Don Maggs

No. 76, 78
- Positions: Tackle, Guard

Personal information
- Born: November 1, 1961 (age 64) Youngstown, Ohio, U.S.
- Height: 6 ft 5 in (1.96 m)
- Weight: 265 lb (120 kg)

Career information
- High school: Cardinal Mooney (Youngstown)
- College: Tulane
- Supplemental draft: 1984: 2nd round, 29th overall pick

Career history
- Pittsburgh Maulers (1984); New Jersey Generals (1985); Houston Oilers (1986–1992); Denver Broncos (1993–1994);

Awards and highlights
- Second-team All-American (1983);

Career NFL statistics
- Games played: 110
- Stats at Pro Football Reference

= Don Maggs =

American football player (born 1961)

Donald James Maggs (born November 1, 1961) is an American former professional football player who was a tackle and guard in the United States Football League (USFL) and National Football League (NFL).

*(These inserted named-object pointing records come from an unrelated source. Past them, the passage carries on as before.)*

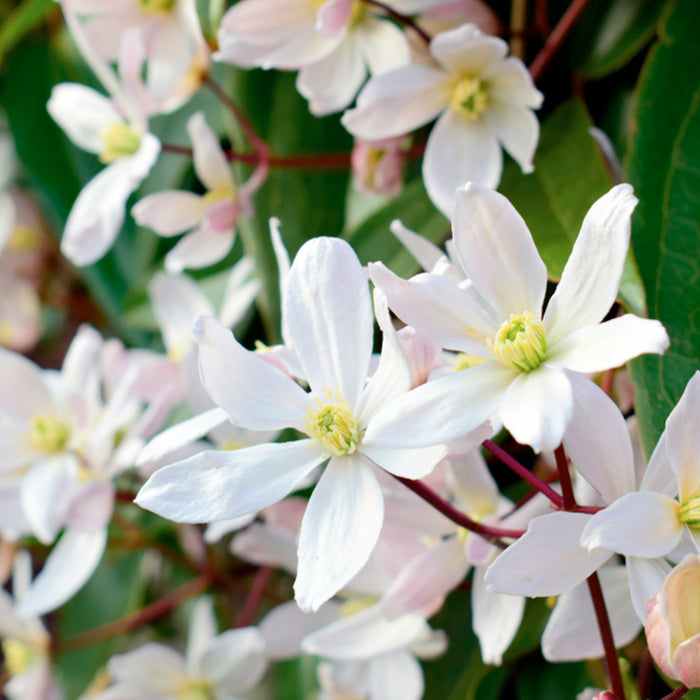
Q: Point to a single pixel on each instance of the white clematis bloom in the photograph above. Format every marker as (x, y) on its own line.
(483, 102)
(329, 321)
(528, 359)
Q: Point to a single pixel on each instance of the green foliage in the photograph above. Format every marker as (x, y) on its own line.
(664, 167)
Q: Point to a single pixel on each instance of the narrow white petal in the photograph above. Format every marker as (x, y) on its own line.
(497, 252)
(339, 530)
(591, 277)
(70, 564)
(443, 410)
(610, 344)
(537, 407)
(217, 485)
(640, 524)
(255, 394)
(547, 560)
(329, 317)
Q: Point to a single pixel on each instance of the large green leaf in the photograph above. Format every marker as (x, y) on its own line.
(665, 170)
(569, 176)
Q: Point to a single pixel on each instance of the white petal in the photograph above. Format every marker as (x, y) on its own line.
(572, 634)
(495, 618)
(70, 564)
(640, 524)
(339, 530)
(442, 410)
(329, 317)
(255, 394)
(396, 103)
(537, 407)
(591, 277)
(547, 560)
(497, 252)
(169, 213)
(451, 316)
(609, 344)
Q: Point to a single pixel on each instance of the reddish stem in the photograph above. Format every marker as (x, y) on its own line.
(492, 534)
(556, 38)
(524, 473)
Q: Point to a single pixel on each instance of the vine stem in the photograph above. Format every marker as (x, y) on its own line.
(139, 618)
(556, 38)
(492, 534)
(524, 473)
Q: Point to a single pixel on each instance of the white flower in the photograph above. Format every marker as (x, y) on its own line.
(329, 321)
(484, 101)
(527, 360)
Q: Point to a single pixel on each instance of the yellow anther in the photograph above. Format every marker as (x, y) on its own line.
(520, 342)
(118, 139)
(49, 434)
(333, 425)
(469, 97)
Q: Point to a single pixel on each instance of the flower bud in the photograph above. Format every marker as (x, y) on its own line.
(673, 623)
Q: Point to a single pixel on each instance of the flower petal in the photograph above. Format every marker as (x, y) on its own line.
(344, 515)
(217, 485)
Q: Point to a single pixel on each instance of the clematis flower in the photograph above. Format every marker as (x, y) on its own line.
(484, 101)
(330, 327)
(525, 361)
(673, 623)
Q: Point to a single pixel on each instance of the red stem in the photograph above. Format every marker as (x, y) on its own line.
(524, 473)
(556, 38)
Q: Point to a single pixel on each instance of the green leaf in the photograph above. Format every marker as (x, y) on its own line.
(626, 27)
(664, 167)
(570, 175)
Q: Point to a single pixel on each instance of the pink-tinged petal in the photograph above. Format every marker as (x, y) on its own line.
(453, 317)
(331, 83)
(345, 514)
(610, 344)
(255, 394)
(235, 660)
(497, 252)
(285, 626)
(200, 248)
(572, 633)
(547, 560)
(537, 408)
(66, 570)
(517, 129)
(443, 410)
(591, 277)
(396, 103)
(169, 213)
(466, 50)
(329, 317)
(217, 485)
(640, 524)
(210, 163)
(683, 440)
(509, 81)
(495, 618)
(83, 114)
(597, 441)
(180, 435)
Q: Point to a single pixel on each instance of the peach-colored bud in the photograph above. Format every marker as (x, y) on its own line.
(377, 166)
(673, 623)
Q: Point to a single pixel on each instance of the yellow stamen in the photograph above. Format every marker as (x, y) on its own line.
(520, 342)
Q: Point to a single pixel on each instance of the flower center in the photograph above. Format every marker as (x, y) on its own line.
(155, 7)
(118, 139)
(689, 512)
(520, 342)
(333, 425)
(49, 434)
(469, 97)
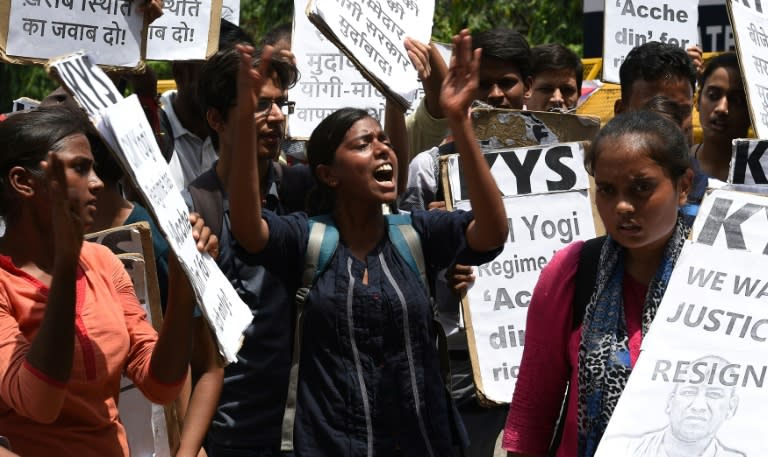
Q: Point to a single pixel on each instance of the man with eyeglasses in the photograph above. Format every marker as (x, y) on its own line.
(248, 417)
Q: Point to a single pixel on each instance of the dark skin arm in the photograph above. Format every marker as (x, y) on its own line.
(68, 239)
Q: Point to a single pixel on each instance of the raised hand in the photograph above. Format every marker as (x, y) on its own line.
(68, 227)
(460, 85)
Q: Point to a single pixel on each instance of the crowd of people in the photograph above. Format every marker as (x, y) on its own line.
(350, 264)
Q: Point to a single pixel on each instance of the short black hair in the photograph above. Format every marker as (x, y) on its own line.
(507, 45)
(654, 61)
(663, 141)
(217, 86)
(556, 57)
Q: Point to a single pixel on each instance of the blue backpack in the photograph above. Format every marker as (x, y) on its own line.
(322, 243)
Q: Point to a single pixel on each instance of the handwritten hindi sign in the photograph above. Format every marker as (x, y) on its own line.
(230, 11)
(701, 381)
(750, 21)
(110, 30)
(544, 190)
(187, 30)
(631, 23)
(124, 126)
(749, 162)
(371, 33)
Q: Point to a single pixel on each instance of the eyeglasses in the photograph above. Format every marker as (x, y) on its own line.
(264, 105)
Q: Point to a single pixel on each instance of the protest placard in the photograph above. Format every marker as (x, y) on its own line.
(124, 127)
(152, 430)
(700, 378)
(371, 34)
(749, 162)
(750, 21)
(503, 128)
(230, 11)
(631, 23)
(187, 30)
(111, 31)
(544, 190)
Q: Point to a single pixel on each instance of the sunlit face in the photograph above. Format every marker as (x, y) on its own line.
(723, 110)
(270, 124)
(554, 89)
(365, 165)
(696, 412)
(636, 198)
(677, 89)
(501, 84)
(82, 182)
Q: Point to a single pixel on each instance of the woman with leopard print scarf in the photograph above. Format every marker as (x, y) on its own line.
(642, 172)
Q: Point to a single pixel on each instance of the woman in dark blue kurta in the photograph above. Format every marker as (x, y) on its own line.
(369, 379)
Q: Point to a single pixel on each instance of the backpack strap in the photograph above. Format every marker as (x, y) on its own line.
(584, 285)
(208, 200)
(321, 245)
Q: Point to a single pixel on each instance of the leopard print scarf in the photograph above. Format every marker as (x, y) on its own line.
(604, 362)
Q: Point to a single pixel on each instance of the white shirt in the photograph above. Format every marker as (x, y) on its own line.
(192, 156)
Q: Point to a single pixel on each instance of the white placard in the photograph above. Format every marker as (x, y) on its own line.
(225, 312)
(329, 80)
(525, 171)
(181, 33)
(124, 126)
(731, 220)
(750, 21)
(374, 32)
(540, 222)
(230, 10)
(110, 30)
(631, 23)
(749, 162)
(699, 386)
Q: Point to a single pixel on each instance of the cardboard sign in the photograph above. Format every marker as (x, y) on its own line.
(125, 128)
(111, 31)
(699, 386)
(544, 190)
(187, 30)
(230, 11)
(749, 162)
(152, 430)
(371, 34)
(631, 23)
(750, 21)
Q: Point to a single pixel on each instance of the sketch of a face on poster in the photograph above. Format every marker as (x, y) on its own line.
(698, 405)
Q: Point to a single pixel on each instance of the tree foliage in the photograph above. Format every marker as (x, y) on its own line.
(542, 21)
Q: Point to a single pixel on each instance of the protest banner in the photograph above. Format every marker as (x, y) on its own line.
(152, 430)
(750, 21)
(544, 189)
(503, 128)
(124, 127)
(631, 23)
(371, 34)
(700, 379)
(187, 30)
(111, 31)
(230, 11)
(330, 79)
(749, 162)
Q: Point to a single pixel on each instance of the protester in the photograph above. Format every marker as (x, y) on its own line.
(71, 322)
(248, 415)
(556, 74)
(186, 145)
(369, 381)
(640, 164)
(655, 69)
(724, 116)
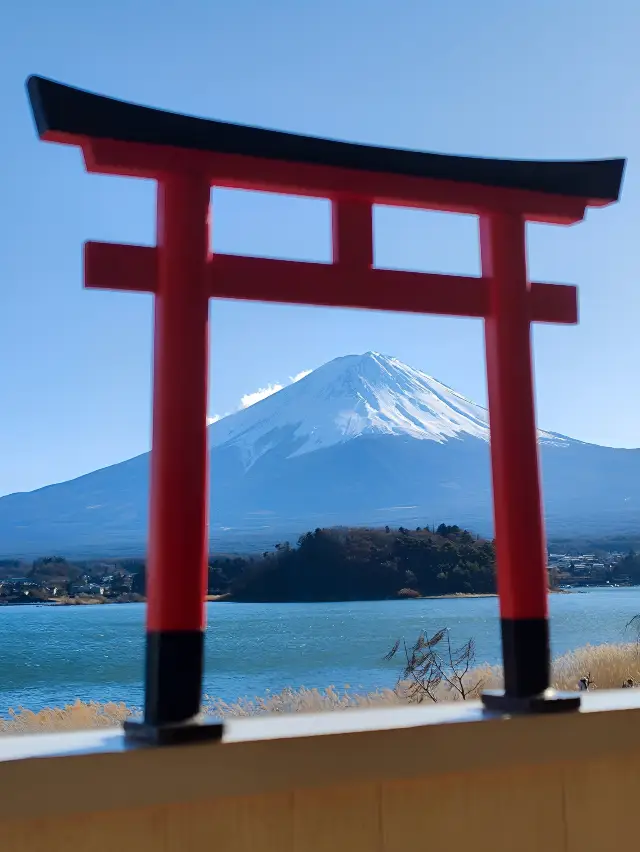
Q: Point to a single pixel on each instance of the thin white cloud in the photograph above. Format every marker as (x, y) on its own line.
(257, 396)
(262, 393)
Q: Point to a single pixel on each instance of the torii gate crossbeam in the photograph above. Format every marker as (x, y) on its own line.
(187, 156)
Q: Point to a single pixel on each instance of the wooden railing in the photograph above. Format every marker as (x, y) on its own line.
(446, 777)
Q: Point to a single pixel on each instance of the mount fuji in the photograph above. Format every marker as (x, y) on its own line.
(364, 439)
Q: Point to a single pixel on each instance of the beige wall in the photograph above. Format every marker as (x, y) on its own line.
(533, 784)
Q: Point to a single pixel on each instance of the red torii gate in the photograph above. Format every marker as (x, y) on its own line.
(187, 156)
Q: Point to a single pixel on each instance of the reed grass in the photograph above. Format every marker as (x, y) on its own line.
(608, 667)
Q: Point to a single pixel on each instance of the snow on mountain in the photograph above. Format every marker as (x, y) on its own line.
(351, 396)
(364, 439)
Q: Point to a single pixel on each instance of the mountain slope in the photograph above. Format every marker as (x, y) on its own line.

Maggs was born and raised in Youngstown, Ohio, and played scholastically at Cardinal Mooney High School. He played collegiately for the Tulane Green Wave, where, as a senior, he was honored by Gannett News Service (GNS) as a second-team All-American.

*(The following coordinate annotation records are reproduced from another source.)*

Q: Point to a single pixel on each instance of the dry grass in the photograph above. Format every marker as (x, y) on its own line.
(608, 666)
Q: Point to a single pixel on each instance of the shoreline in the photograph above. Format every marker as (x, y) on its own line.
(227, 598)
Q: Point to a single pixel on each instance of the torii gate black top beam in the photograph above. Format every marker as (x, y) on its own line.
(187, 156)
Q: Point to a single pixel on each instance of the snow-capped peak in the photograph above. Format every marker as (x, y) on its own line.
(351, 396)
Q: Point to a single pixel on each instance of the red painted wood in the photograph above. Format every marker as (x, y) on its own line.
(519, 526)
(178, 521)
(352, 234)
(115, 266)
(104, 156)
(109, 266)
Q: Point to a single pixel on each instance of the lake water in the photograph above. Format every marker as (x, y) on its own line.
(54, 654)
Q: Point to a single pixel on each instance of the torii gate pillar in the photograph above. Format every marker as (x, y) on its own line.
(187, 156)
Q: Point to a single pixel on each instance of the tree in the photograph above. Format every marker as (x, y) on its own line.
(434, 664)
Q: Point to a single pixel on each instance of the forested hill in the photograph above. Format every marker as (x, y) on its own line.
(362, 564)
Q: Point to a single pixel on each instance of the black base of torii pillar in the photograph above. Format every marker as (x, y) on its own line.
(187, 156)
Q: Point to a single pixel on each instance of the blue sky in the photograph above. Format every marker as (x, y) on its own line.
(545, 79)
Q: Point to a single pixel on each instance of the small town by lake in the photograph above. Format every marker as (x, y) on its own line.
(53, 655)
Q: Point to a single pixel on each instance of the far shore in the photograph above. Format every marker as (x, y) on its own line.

Following college, Maggs played in the USFL for the Pittsburgh Maulers (1984) and New Jersey Generals (1985). He was selected by the Houston Oilers in the second round of the 1984 NFL supplemental draft, and they retained his rights when he chose to stay in the USFL. When the USFL ceased operations following the 1985 season, Maggs joined the Oilers. He was with the Oilers for seven seasons, 1986 - 1992, spending the 1987 season on the injured reserve list. He then spent two years with the Denver Broncos (1993 - 1994).